Storage Transfer Service for cloud-to-cloud transfers –
- Storage Transfer Service is a fully managed and highly scalable data transfer service
 - Automates transfers from other public clouds into Cloud Storage.
 - supports transfers into Cloud Storage from Amazon S3 and HTTP.
 - For Amazon S3,
- access key and an S3 bucket details are needed
 - Daily copies of any modified objects is also supported
 - Cannot transfer to Amazon S3.
 
 - For HTTP, list of public URLs in a specified format are needed
 - Script needed with size of each file in bytes, with Base64-encoded MD5 hash of the file contents.
 
Security
- Primary focus during transfer
 - different levels of security offered by GCP
 - consider protection of
 - data at rest (authorization and access to the source and destination storage system),
 - data in transit,
 - access to the transfer product.
 
Security offered by product.
| Product | Data at rest | Data in transit | Access to transfer product | 
| Transfer Appliance | All data is encrypted. | Protected with keys managed by the customer. | Anyone can order an appliance, but to use it they need access to the data source. | 
| gsutil | Access keys required to access Cloud Storage, which is encrypted at rest. | Data is sent over HTTPS and encrypted in transit. | Anyone can download and run gsutil. They must have permissions to buckets and local files in order to move data. | 
| Storage Transfer Service for on-premises data | Access keys required to access Cloud Storage, which is encrypted at rest. The agent process can access local files as OS permissions allow. | Data is sent over HTTPS and encrypted in transit. | You must have object editor permissions to access Cloud Storage buckets. | 
| Storage Transfer Service | Access keys required for non-Google Cloud resources (for example, Amazon S3). Access keys are required to access Cloud Storage, which is encrypted at rest. | Data is sent over HTTPS and encrypted in transit. | You must have Cloud IAM permissions for the service account to access the source and object editor permissions for any Cloud Storage buckets. | 
Step 4: Preparing for transfer
Steps involved are
- Pricing and ROI estimation.
 - Functional testing. to confirm product set up and that network connectivity
- Confirmation of install and operation of the transfer.

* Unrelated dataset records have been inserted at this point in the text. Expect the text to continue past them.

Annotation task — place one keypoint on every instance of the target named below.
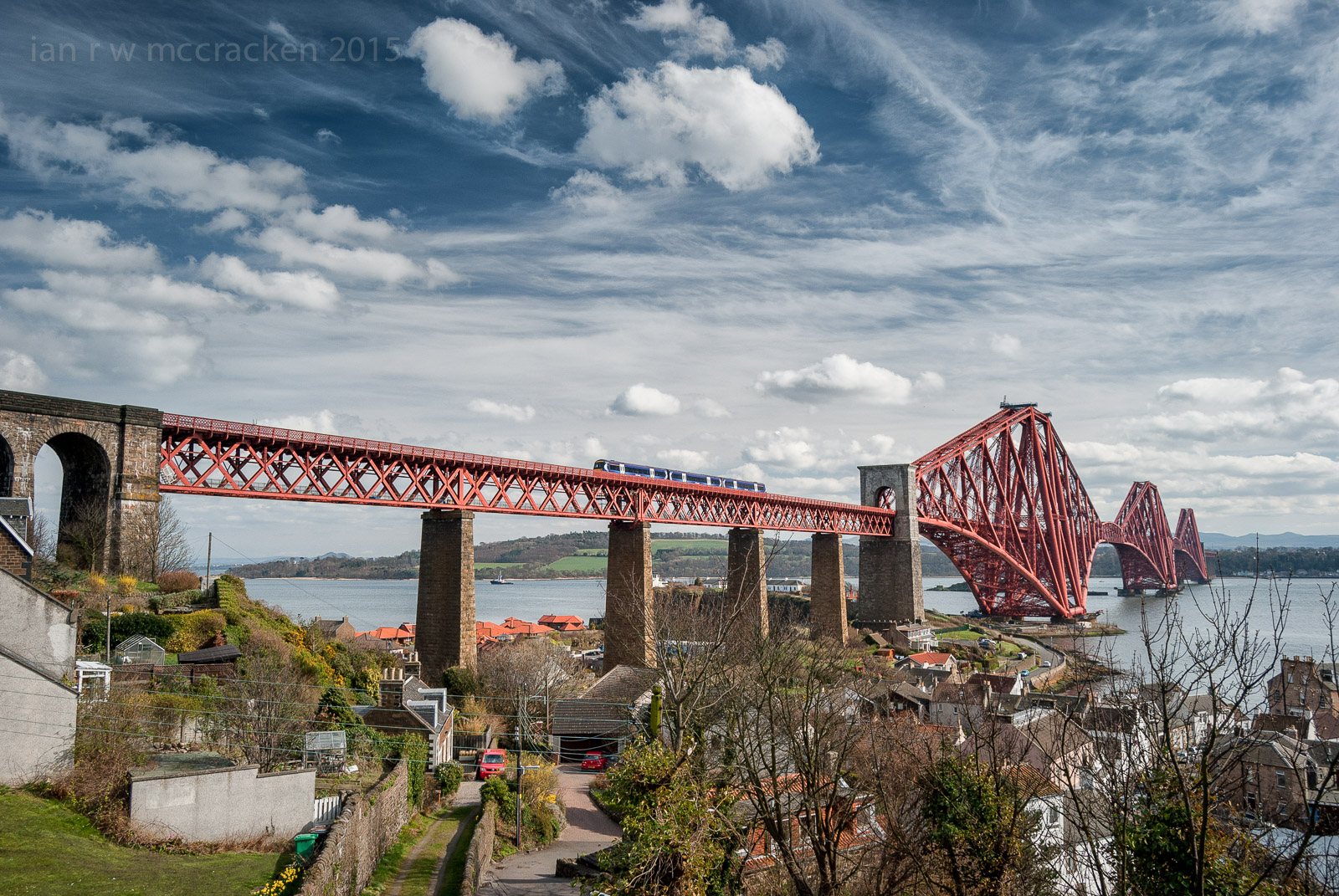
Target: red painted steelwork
(1004, 503)
(1008, 506)
(204, 456)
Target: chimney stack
(392, 689)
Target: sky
(774, 238)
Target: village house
(334, 630)
(1302, 684)
(914, 637)
(941, 662)
(562, 623)
(408, 706)
(603, 718)
(15, 550)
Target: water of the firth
(388, 603)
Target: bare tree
(265, 711)
(161, 544)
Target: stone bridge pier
(890, 586)
(109, 457)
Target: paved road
(588, 829)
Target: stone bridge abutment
(109, 457)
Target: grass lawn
(580, 564)
(454, 873)
(46, 848)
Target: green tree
(977, 824)
(678, 831)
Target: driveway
(588, 829)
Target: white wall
(35, 627)
(224, 804)
(40, 742)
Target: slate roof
(607, 709)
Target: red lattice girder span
(204, 456)
(1008, 506)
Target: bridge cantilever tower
(1006, 504)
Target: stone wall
(37, 627)
(359, 837)
(15, 553)
(481, 849)
(109, 454)
(38, 729)
(224, 804)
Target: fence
(326, 809)
(359, 836)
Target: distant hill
(1218, 541)
(573, 555)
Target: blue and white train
(678, 476)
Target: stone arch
(6, 469)
(85, 499)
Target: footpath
(425, 869)
(532, 873)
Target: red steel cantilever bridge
(1002, 499)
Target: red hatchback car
(492, 762)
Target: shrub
(449, 776)
(231, 592)
(171, 583)
(193, 630)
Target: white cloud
(658, 126)
(125, 289)
(479, 75)
(640, 399)
(502, 412)
(362, 261)
(685, 459)
(687, 27)
(1238, 407)
(709, 407)
(844, 376)
(589, 192)
(1260, 17)
(323, 421)
(1006, 345)
(20, 372)
(301, 288)
(164, 172)
(769, 54)
(803, 450)
(42, 238)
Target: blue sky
(777, 238)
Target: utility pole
(520, 769)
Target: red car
(492, 762)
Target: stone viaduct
(110, 457)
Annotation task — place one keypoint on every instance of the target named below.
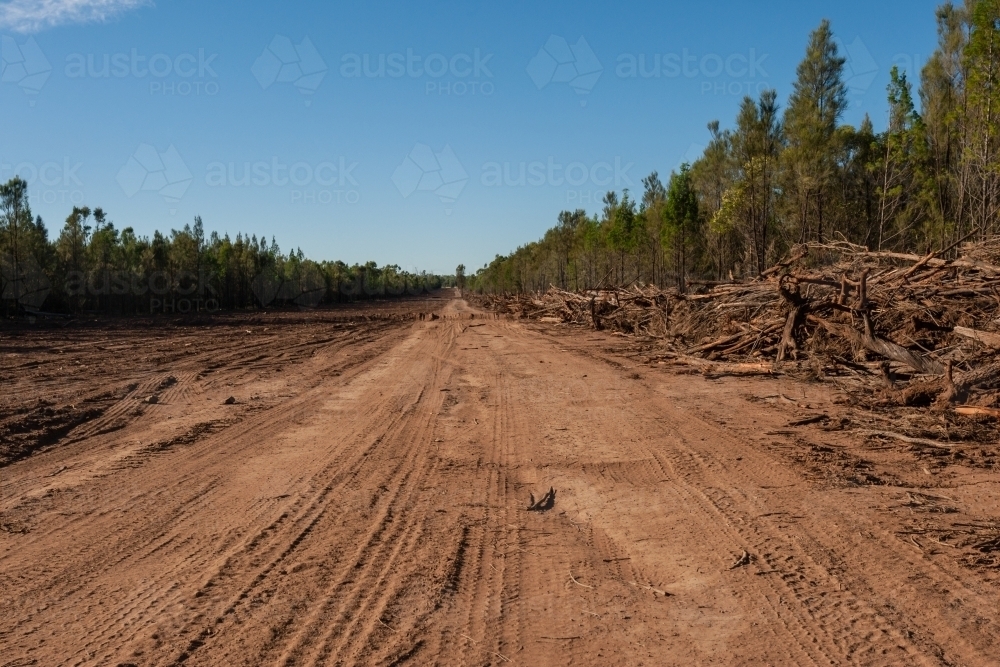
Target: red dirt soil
(364, 501)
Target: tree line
(797, 174)
(94, 266)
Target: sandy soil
(364, 501)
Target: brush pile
(918, 330)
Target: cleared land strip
(376, 511)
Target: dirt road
(365, 503)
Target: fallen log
(985, 337)
(977, 411)
(882, 347)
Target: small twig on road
(742, 561)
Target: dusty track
(369, 506)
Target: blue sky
(421, 134)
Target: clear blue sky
(396, 132)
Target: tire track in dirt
(376, 513)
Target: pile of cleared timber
(918, 330)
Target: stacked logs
(921, 329)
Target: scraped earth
(364, 499)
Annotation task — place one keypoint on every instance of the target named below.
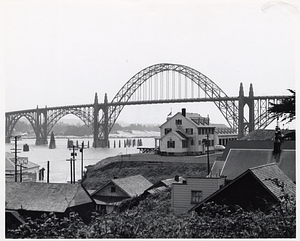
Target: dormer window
(167, 130)
(113, 189)
(189, 131)
(178, 122)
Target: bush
(152, 217)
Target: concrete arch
(228, 108)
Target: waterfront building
(255, 189)
(189, 133)
(111, 194)
(30, 170)
(32, 199)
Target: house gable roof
(239, 160)
(188, 117)
(46, 197)
(133, 185)
(263, 175)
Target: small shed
(32, 199)
(111, 194)
(30, 170)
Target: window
(178, 122)
(192, 142)
(196, 196)
(167, 130)
(170, 144)
(189, 131)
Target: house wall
(181, 193)
(178, 144)
(198, 146)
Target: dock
(146, 149)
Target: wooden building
(32, 199)
(254, 189)
(111, 194)
(186, 134)
(193, 191)
(241, 155)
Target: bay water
(59, 167)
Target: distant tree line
(63, 129)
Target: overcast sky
(62, 52)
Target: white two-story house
(186, 134)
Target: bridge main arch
(227, 107)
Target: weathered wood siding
(181, 193)
(106, 191)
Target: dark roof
(10, 163)
(47, 197)
(257, 144)
(263, 175)
(265, 172)
(216, 169)
(239, 160)
(264, 134)
(132, 186)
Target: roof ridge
(267, 164)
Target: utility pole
(73, 155)
(16, 150)
(81, 150)
(207, 144)
(21, 162)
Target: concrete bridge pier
(245, 125)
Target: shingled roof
(133, 185)
(239, 160)
(47, 197)
(252, 186)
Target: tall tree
(285, 109)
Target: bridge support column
(96, 122)
(7, 134)
(41, 128)
(251, 109)
(105, 127)
(241, 112)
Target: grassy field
(151, 166)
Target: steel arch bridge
(159, 83)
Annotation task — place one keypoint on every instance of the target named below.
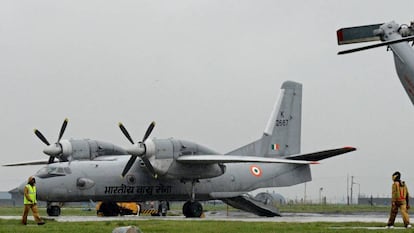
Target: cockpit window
(51, 171)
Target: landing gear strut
(192, 208)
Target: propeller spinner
(53, 150)
(138, 149)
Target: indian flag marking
(275, 147)
(256, 170)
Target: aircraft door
(165, 149)
(85, 186)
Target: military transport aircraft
(395, 37)
(72, 149)
(179, 170)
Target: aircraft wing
(43, 162)
(210, 159)
(317, 156)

 - Enlist issues that block data movement
 - List operations needed like training needed
 
 - Performance testing. run a transfer on a large sample of data and confirm speed and fix bottlenecks
 
Step 5: Ensuring the integrity of transfer
- Enable versioning
 - backup on destination to circumvent any accidental deletes.
 - Validate data before removing the source data.